For severe cases, the baby may need to be taken away to the Newborn Intensive Care Unit (NICU) for more serious treatment. The baby may be placed on a ventilator or on ECMO to relieve the strain on the baby’s lungs and ensure healthy oxygen levels. The baby will be placed in an incubator to stay warm and may be connected to one or more machines. It can be overwhelming to see your new little one surrounding by tubes and machines, but these machines are making sure your baby’s brain gets enough oxygen. (R)
In most cases, treatment for meconium aspiration syndrome will take just a few days. After that, you’ll be able to take your new arrival home. You’ll need to keep a careful eye out for symptoms of breathing trouble: grunting or straining to breathe, limpness, blue skin tone, failure to cry, or failure to nurse. If you see any of these signs, seek medical attention immediately to ensure that your baby does not suffer long-term problems from oxygen deprivation.
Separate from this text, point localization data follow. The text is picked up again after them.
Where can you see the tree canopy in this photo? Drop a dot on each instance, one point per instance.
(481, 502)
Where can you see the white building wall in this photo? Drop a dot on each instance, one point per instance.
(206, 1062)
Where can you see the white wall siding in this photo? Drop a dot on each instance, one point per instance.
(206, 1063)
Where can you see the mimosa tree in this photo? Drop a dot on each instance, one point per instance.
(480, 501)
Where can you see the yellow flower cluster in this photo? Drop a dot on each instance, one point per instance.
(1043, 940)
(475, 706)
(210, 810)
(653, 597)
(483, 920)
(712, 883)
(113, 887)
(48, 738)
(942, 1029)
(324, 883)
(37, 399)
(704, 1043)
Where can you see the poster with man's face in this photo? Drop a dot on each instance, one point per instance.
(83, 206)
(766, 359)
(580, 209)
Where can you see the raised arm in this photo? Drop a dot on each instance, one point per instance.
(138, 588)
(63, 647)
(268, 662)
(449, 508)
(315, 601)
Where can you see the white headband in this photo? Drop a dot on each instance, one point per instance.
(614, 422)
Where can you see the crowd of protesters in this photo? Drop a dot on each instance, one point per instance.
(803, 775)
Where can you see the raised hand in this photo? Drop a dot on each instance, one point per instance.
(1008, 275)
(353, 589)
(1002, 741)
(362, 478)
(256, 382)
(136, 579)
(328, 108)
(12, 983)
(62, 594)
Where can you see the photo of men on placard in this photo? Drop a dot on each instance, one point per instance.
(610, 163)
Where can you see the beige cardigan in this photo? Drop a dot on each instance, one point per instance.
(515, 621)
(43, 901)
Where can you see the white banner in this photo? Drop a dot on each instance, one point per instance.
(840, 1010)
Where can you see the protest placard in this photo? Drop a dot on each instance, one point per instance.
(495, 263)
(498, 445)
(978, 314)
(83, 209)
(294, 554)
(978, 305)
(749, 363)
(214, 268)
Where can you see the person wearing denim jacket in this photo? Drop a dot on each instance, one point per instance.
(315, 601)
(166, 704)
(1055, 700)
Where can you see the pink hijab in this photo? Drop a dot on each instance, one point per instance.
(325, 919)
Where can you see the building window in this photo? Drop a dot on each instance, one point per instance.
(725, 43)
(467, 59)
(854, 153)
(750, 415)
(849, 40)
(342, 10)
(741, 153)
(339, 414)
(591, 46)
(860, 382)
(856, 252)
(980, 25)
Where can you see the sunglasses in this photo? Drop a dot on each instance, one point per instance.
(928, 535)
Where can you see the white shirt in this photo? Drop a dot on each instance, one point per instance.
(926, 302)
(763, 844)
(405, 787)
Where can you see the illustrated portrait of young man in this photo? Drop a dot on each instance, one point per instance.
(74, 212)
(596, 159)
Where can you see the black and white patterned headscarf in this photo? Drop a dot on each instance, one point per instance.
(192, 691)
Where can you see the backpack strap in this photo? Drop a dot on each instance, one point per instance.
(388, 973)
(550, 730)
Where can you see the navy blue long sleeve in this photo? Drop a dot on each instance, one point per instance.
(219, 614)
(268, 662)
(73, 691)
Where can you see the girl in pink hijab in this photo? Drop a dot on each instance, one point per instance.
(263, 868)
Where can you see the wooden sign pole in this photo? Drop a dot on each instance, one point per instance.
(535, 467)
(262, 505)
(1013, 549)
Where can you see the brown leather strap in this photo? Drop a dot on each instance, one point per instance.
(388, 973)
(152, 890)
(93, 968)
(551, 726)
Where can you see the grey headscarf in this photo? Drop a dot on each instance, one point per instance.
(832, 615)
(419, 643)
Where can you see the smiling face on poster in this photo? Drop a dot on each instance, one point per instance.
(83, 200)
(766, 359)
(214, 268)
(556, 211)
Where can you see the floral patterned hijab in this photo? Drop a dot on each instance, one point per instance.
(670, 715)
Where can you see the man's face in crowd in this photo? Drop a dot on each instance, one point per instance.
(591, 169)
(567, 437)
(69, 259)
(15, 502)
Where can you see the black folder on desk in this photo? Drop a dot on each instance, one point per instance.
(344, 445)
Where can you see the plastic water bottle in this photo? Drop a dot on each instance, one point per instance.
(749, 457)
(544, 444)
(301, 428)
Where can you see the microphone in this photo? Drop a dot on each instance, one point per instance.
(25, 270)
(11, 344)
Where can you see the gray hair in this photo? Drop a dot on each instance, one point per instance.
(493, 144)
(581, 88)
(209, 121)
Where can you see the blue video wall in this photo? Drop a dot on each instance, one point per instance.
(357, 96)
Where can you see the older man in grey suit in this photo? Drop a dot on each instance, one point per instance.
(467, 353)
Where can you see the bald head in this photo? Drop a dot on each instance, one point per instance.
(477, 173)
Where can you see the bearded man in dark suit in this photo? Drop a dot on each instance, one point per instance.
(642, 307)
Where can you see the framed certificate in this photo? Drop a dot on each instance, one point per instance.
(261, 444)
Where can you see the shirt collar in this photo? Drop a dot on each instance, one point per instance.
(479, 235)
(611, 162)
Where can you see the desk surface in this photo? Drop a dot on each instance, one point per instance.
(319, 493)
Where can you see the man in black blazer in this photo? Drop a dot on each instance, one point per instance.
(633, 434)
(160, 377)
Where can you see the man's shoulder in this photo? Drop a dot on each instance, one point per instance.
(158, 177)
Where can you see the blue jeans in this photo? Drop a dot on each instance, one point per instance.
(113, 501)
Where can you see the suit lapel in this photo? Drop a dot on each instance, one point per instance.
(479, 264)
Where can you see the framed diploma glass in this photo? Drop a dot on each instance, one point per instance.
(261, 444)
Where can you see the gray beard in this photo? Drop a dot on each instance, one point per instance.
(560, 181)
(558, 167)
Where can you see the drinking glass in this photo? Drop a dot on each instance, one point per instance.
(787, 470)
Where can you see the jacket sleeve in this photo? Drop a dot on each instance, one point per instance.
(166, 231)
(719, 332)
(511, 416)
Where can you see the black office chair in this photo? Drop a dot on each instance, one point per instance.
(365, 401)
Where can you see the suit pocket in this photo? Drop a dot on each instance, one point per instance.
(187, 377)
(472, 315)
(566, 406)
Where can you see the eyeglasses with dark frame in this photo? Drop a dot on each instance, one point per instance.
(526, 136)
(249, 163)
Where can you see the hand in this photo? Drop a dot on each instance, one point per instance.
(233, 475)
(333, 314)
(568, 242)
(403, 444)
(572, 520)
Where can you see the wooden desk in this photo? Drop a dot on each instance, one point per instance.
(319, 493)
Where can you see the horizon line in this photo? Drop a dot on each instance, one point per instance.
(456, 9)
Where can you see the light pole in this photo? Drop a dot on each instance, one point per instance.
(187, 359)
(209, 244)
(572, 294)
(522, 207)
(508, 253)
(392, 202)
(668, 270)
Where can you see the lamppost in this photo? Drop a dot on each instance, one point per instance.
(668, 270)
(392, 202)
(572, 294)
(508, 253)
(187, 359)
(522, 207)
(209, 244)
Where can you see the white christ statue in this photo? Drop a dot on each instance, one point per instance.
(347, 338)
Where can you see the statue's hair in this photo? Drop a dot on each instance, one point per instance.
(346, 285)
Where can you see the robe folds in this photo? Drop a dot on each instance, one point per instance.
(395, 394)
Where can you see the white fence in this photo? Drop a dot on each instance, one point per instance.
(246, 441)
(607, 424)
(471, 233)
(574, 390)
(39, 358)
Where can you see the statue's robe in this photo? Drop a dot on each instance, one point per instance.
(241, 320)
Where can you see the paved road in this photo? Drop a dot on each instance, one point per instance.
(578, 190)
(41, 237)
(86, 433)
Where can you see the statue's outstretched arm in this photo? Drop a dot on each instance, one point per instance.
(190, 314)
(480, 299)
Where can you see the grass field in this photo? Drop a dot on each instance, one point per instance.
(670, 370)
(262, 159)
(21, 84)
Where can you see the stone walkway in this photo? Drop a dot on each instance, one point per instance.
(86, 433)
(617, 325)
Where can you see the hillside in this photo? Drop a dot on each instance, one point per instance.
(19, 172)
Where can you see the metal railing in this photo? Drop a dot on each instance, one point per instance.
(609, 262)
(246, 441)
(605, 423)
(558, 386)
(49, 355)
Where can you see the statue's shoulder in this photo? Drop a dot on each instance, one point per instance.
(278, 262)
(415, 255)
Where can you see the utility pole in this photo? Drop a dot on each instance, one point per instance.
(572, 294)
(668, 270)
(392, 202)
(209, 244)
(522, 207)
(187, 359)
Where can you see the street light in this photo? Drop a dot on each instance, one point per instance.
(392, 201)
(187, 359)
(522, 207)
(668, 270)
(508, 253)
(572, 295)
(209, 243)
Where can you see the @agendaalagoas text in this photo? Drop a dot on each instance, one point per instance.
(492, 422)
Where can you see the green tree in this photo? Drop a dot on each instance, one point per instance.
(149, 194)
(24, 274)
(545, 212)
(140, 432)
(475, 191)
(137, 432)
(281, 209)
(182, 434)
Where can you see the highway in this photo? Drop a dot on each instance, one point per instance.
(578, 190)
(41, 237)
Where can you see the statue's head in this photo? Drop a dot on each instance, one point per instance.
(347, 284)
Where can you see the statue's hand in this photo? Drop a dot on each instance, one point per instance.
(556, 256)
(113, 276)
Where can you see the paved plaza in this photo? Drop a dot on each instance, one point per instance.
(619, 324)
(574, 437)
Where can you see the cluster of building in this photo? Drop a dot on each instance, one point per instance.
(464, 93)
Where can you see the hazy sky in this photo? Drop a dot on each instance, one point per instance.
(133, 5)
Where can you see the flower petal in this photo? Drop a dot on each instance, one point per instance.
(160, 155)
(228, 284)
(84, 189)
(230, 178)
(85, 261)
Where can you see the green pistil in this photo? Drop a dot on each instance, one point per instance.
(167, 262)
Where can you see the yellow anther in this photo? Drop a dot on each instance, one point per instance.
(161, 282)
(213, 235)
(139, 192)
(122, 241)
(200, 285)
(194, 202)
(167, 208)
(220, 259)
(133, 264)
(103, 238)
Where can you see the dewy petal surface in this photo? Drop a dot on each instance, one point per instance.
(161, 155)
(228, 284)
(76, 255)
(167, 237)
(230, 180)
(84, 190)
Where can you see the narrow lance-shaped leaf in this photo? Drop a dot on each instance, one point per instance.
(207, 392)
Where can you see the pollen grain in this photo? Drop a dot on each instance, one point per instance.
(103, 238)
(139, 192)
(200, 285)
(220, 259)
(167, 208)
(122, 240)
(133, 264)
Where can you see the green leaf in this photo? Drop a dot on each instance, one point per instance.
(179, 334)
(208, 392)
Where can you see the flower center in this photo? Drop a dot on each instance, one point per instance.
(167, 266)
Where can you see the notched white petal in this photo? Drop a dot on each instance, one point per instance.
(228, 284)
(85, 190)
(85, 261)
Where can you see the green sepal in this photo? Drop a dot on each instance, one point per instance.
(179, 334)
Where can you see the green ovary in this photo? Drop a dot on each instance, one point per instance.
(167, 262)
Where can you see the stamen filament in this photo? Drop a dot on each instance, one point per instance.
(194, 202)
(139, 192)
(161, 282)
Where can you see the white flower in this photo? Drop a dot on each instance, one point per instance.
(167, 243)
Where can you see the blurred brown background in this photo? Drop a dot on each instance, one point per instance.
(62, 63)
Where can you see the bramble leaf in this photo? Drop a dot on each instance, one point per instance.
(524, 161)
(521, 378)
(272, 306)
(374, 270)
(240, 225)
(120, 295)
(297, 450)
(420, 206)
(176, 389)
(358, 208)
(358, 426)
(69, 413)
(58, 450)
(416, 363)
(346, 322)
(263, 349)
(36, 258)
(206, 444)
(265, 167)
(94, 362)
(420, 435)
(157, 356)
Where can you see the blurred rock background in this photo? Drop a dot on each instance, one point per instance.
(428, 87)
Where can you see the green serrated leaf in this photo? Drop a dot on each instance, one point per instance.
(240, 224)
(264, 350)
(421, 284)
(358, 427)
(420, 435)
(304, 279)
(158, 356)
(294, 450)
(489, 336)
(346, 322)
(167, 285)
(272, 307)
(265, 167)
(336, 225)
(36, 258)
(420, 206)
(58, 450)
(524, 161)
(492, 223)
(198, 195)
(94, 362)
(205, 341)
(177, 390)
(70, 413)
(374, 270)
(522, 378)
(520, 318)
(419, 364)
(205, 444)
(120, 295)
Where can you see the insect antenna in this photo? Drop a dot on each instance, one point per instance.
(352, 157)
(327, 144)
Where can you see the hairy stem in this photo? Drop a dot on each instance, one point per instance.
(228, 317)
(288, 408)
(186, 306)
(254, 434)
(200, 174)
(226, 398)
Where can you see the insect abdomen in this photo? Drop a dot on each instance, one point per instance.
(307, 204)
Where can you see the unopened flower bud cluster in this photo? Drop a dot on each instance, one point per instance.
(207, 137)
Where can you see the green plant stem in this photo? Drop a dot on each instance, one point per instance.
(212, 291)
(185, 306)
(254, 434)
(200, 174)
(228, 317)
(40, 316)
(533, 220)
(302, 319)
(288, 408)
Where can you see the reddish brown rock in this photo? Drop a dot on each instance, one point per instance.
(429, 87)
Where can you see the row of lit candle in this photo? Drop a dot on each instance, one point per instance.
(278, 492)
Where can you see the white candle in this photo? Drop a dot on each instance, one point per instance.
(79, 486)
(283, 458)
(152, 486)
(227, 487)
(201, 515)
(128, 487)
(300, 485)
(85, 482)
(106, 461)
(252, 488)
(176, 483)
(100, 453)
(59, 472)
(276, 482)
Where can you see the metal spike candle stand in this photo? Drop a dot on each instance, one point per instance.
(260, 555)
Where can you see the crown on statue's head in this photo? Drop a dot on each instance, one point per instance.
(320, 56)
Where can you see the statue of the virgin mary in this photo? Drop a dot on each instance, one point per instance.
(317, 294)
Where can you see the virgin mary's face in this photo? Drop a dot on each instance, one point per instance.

Can meconium cause brain damage?
Unfortunately, severe cases of meconium aspiration syndrome can deprive the baby’s brain of oxygen for long enough to cause brain damage. In that case, your child may suffer a variety of long-term symptoms due to that damage. Brain damage from oxygen deprivation may cause cerebral palsy, developmental disabilities, physical disabilities, or mental retardation. If your child suffers any of these effects, you’ll need to work with your child’s doctors to create an appropriate treatment plan.
As mentioned above, most cases of meconium aspiration syndrome have no long-term effects. For the first year or so of life, babies who suffered meconium aspiration syndrome may be more likely to contract respiratory infections. You’ll need to watch out for signs of infection such as fever, coughing, and limpness. (R)
Meconium Aspiration Syndrome Resources for Parents
Fortunately, most cases of meconium aspiration syndrome are mild and resolve with few or no long-term effects. The more severe cases, however, may require extensive medical care. That can take its toll on your family’s emotions and finances. These resources can help ease the burden.
- Medicare and Medicaid: If your child has health problems and you don’t have insurance, Medicare or Medicaid can provide the coverage your little one needs. Children with meconium aspiration syndrome may need emergency care, which is extremely expensive, so insurance coverage is crucial.
- Social Security Disability Benefits: Your child may be entitled to Social Security Disability benefits if there is long-term damage due to meconium aspiration.
- Prescription medication help: Your child may need prescription drugs, which can be costly. Two different organizations may be able to help. The Partnership For Prescription Assistance and NeedyMeds can connect you with low-cost or no-cost medications and clinics.
- United Healthcare Children’s Foundation: Whether or not you use United insurance products, the UHCCF can provide your family with needed financial assistance.
- Online communities: Raising kids is hard enough. When your child has health problems, it can be even harder. Search online for local communities of parents and children who also are dealing with the effects of this condition. They may be able to offer tips and tricks, advice, emotional support, and local events for you and your little one.